Mais dès qu’ils furent à nouveau sur le
parquet, levant les yeux vers la table, ils aperçurent le vieux
Chinois réveillé qui vacillait de tout son corps. Il s’effondra
comme une masse sur le parquet.
– Voilà le vieux Chinois qui arrive, cria la
petite bergère, et elle était si contrariée qu’elle tomba sur ses
jolis genoux de porcelaine.
– Une idée me vient, dit le ramoneur. Si nous
grimpions dans cette grande potiche qui est là dans le coin nous
serions couchés sur les roses et la lavande y et pourrions lui
jeter du sel dans les yeux quand il approcherait.
– Cela ne va pas, dit la petite. Je sais que
le vieux Chinois et la potiche ont été fiancés, il en reste
toujours un peu de sympathie. Non, il n’y a rien d’autre à faire
pour nous que de nous sauver dans le vaste monde.
– As-tu vraiment le courage de partir avec
moi, as-tu réfléchi combien le monde est grand, et que nous ne
pourrons jamais revenir ?
– J’y ai pensé, répondit-elle.
Alors, le ramoneur la regarda droit dans les
yeux et dit :
– Mon chemin passe par la cheminée, as-tu le
courage de grimper avec moi à travers le poêle, d’abord, le foyer,
puis le tuyau où il fait nuit noire ? Après le poêle, nous
devons passer dans la cheminée elle-même ; à partir de là, je
m’y entends, nous monterons si haut qu’ils ne pourront pas nous
atteindre, et tout en haut, il y a un trou qui ouvre sur le
monde.
Il la conduisit à la porte du poêle.
– Oh ! que c’est noir, dit-elle.
Mais elle le suivit à travers le foyer et le
tuyau noirs comme la nuit.
– Nous voici dans la cheminée, cria le garçon.
Vois, vois, là-haut brille la plus belle étoile.
Et c’était vrai, cette étoile semblait leur
indiquer le chemin. Ils grimpaient et rampaient. Quelle affreuse
route ! Mais il la soutenait et l’aidait, il lui montrait les
bons endroits où appuyer ses fins petits pieds, et ils arrivèrent
tout en haut de la cheminée, où ils s’assirent épuisés. Il y avait
de quoi.
Au-dessus d’eux, le ciel et toutes ses
étoiles, en dessous, les toits de la ville ; ils regardaient
au loin, apercevant le monde. Jamais la bergère ne l’aurait imaginé
ainsi. Elle appuya sa petite tête sur la poitrine du ramoneur et se
mit à sangloter si fort que l’or qui garnissait sa ceinture
craquait et tombait en morceaux.
– C’est trop, gémit-elle, je ne peux pas le
supporter. Le monde est trop grand. Que ne suis-je encore sur la
petite table devant la glace, je ne serai heureuse que lorsque j’y
serai retournée. Tu peux bien me ramener à la maison, si tu m’aimes
un peu.
Le ramoneur lui parla raison, lui fit souvenir
du vieux Chinois, du
« sergentmajorgénéralcommandantenchefauxpiedsdebouc »,
mais elle pleurait de plus en plus fort, elle embrassait son petit
ramoneur chéri, de sorte qu’il n’y avait rien d’autre à faire que
de lui obéir, bien qu’elle eût grand tort.

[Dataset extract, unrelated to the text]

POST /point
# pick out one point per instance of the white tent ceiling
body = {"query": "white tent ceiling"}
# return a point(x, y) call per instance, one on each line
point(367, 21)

Alors ils rampèrent de nouveau avec beaucoup
de peine pour descendre à travers la cheminée, le tuyau et le
foyer ; ce n’était pas du tout agréable. Arrivés dans le poêle
sombre, ils prêtèrent l’oreille à ce qui se passait dans le salon.
Tout y était silencieux ; alors ils passèrent la tête et…
horreur ! Au milieu du parquet gisait le vieux Chinois, tombé
en voulant les poursuivre et cassé en trois morceaux ; il
n’avait plus de dos et sa tête avait roulé dans un coin. Le
sergent-major général se tenait là où il avait toujours été,
méditatif.
– C’est affreux, murmura la petite bergère, le
vieux grand-père est cassé et c’est de notre faute ; je n’y
survivrai pas. Et, de désespoir, elle tordait ses jolies petites
mains.
– On peut très bien le requinquer, affirma le
ramoneur. Il n’y a qu’à le recoller, ne sois pas si désolée.